Community Involvement

Being responsive is a way of life at Storm. It is the driving inspiration for how we treat our customers, our fellow team members, and our community.

Storm Power Components is one of the largest private employers in the Town of Decatur, and in Meigs County.   As a corporate sponsor of the Meigs County School System’s Math & Science initiative, and a donor to the Tennessee Tech Center’s scholarship fund, Storm is committed to Science Technology Engineering and Math (STEM) education, and ensuring that local students have  the skills to be ‘job ready’ when they enter the marketplace.

Encouraging Millenials to Consider Careers in Manufacturing

During the 2012-2013 school year, Storm Power Components gave local schools and universities the support they needed to groom students into talented, qualified candidates for the manufacturing industry. The copper manufacturer expresses this commitment with its STEM program to teach high school students about the manufacturing sector, and through Storm Interns, its internship and apprentice program. Storm is indeed dedicated to job readiness and goes where the students are, from the high school to college level. Its programs and resources focus on teaching students technical and professional skills, so they are not only job-ready, but real-life-ready as well. A real-life example is Scott Moon, who also teaches, providing a local success story to students: Moon is a Meigs County High School graduate, and one of Storm’s lead engineers, specializing in lamination and powder coating of custom electrical components.

Storm Powered Engineering Innovation and Competition

The Southern Polytechnic State University Electrical Vehicles Team, race bike division, has faced obstacles, challenges, and a stressful first year to form its team, find a place to build its race bike, and eventually make it to race day. Through perseverance and generous donations and support from companies specifically involved in power generation and alternative energy, the team made a journey in August to the Indianapolis Motor Speedway (IMS) for the 2013 FIM eRoad Racing World Cup.

While the race was the debut for electric race bikes at IMS, the event was even more special for the SPSU EVT race bike division, which made another debut simultaneously as the only prototype team that came to IMS, and the only university team entered in the competition.

Tyler Rowan, an Electrical Engineering major at Southern Polytechnic State University and a member of the Electrical Vehicles Team, has always been interested in electrical vehicles because of their positive environmental factors and fascination with the technology which powers them. “I’ve wanted to build an electric car for as long as I can remember, but the expense always prevented it,” said Rowan. “Caesar Gonzales, a professional bike racer, approached me a couple of times trying to get me interested in building an electric race bike.” Rowan finally gave in.

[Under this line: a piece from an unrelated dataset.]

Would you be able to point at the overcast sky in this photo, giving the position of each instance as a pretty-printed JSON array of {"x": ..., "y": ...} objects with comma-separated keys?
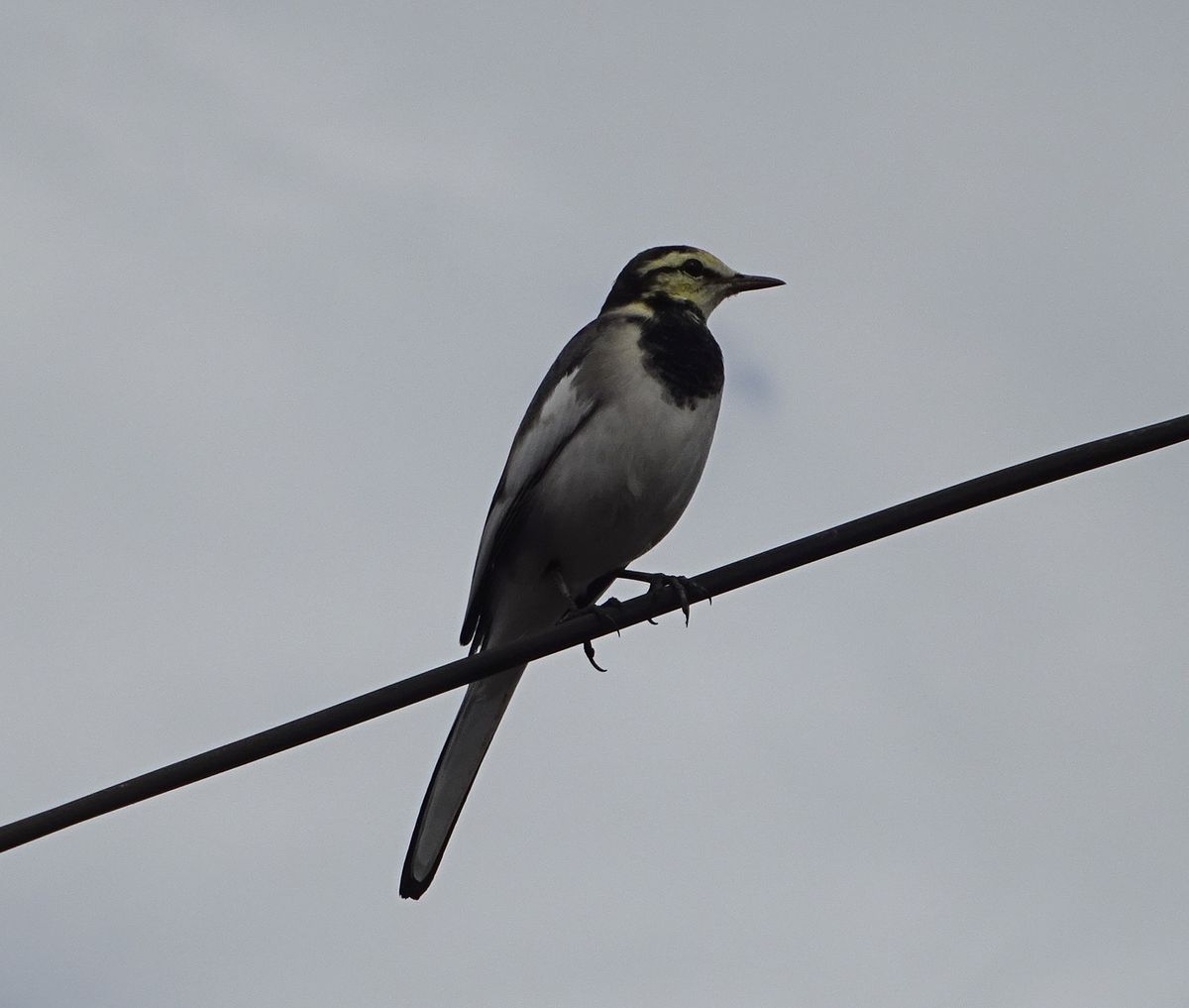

 “Our first year as a team has been extremely stressful,” Rowan says. “We had no place to work, and little funding.” Gonzales, a professional bike racer, was generous in donating the bike chassis to the team, and Rowan put together a plan and a proposal to use in approaching companies to get corporate sponsors. “As a corporate sponsor, Storm was ideal because our vision was for our bike to feature copper components. Storm’s copper busbar fit the bill. No soldering, no wires to connect. The busbar gave us immediate connection, saving us an immense amount of time,” he said.

The group experienced significant difficulty with the ordering and shipment of batteries, which delayed the team from November 2012 until May 2013. Despite the delay, the team moved full-speed ahead with the goal of entering their electric motorcycle in the eight-lap FIM eRoad Racing World Cup at the historic Indianapolis Motor Speedway on Sunday, August 18, 2013. The race is part of the new FIM eRoad Racing series, a merger between the FIM ePower series and TTXGP series.

“We are extremely proud that we even made it to the race,” says Rowan. “The attention we received from hundreds of people floored us. General Electric and numerous other companies came by to see us, a lot of engineers, and I think there was even a lobbyist from somewhere. We made great connections while we were in Indianapolis.”

The team is already looking forward to next year’s race. According to Rowan the race was a great first

“The support that Storm provided the team as its exclusive power components sponsor was significant to us. With all the battery troubles we had this year, we probably wouldn’t have made it to Indianapolis without Storm’s copper busbar. It would have taken us an unbelievable amount of time to hook up all the wires that our battery design required. With the busbar, we had instant connection.”